In the case of a patient in a permanently non-responsive state, however, the relationship between life and eternal soul becomes muddied. On the one hand, we are dealing with human life--something created by and blessed by God. On the other hand, we are dealing with an eternal soul destined for God knows what, which is in a state where it can no longer willfully move either further away from or closer to achieving God's will with God's help. (I'm trying very hard here to avoid theological debates in the comments section over free will.) Essentially, a soul held in a non-responsive body cannot sin. It also cannot participate in receiving the Eucharist, which must be received willfully, or any other sacraments. It cannot pray or worship. It can exhibit no virtue or vice.

All such a soul can do is wait for the sleep of death, when it can finally go where God intends for it to go.


Now, in the forum where I posted this meditation, some objected that I was, in essence, "playing God." I don't think allowing someone to pass who is in a non-responsive state is playing God, so much as allowing God to play the role He normally would play, were it not for the marvels of modern science.

Unfortunately, one can cast Schiavo's case in two radically opposing lights. We might say she was allowed to die once her feeding tube was removed, or we might say she was starved slowly. Ultimately, I think cases like Terri Schiavo fall well within the boundaries of what the Archbishop describes as "extraordinary measures" in Anglican-Catholic Faith and Practice, but I'm sure glad I'm not making the decision. I do, of course, appreciate vigorous debate on the subject.

Thank you for posting this news article, Father. Be well!

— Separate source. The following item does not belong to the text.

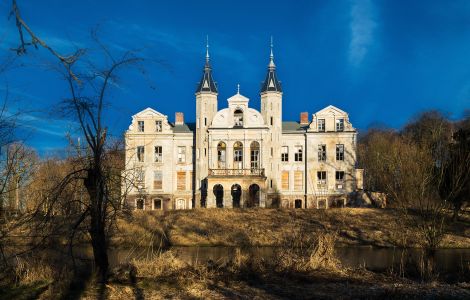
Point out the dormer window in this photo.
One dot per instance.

The Rev. Robert T. Jones IV, Psy.D. said...

Two points:

1. The problem with the position that equates abortion and the death penalty as equivalent vis a vis the issue of life is that in the case of the death penalty, the state is exacting a severe penalty for the taking of a human life. That the state has the authority to do this is evident from both the bible, Christian tradition, and English Common Law and the Civil Law. In the case of abortion, the life that is snuffed out is absolutely innocent, save original sin. The problem with the "Seamless Garment" theory advocated by the late Cardinal Bernardin and Pope John Paul II is that it blurs this distinction between punishment of the guilty and murder of the innocent.

2. As to the Schiavo case, it is important to understand the distinction between a persistent vegetative state and a persistent non-responsive state. In a persistent vegetative state it is possible for the victim to have some understanding of their surroundings. They may even respond to the call of their name and/or external stimuli in their environment. A persistent non-responsive state, on the other hand, is even more murky. If by non-responsive, you include coma victims, there is significant evidence to suggest that coma victims may in some cases be able to understand the things that are occurring in their environment. So, in either case, it is a very risky path to needlessly terminate their lives. In Schiavo's case, the autopsy really would say very little about what she may or may not known in any type of conscious awareness.

In each situation, innocent life must be protected at all costs. Therefore, if a person has been adjudicated guilty of a capital crime, justice, both legal and divine, demand that satisfication be made. In the case of abortion and those in vegetative states, it is critical that we stand up for these helpless ones who are not able to speak for themselves.

The Rev. Robert T. Jones IV, Psy.D. said...

By the way, it's not that I think that New Jersey does not have the right to abolish the death penalty, of course a state is able to determine what it considers appropriate punishments. I just think they made a poor decision.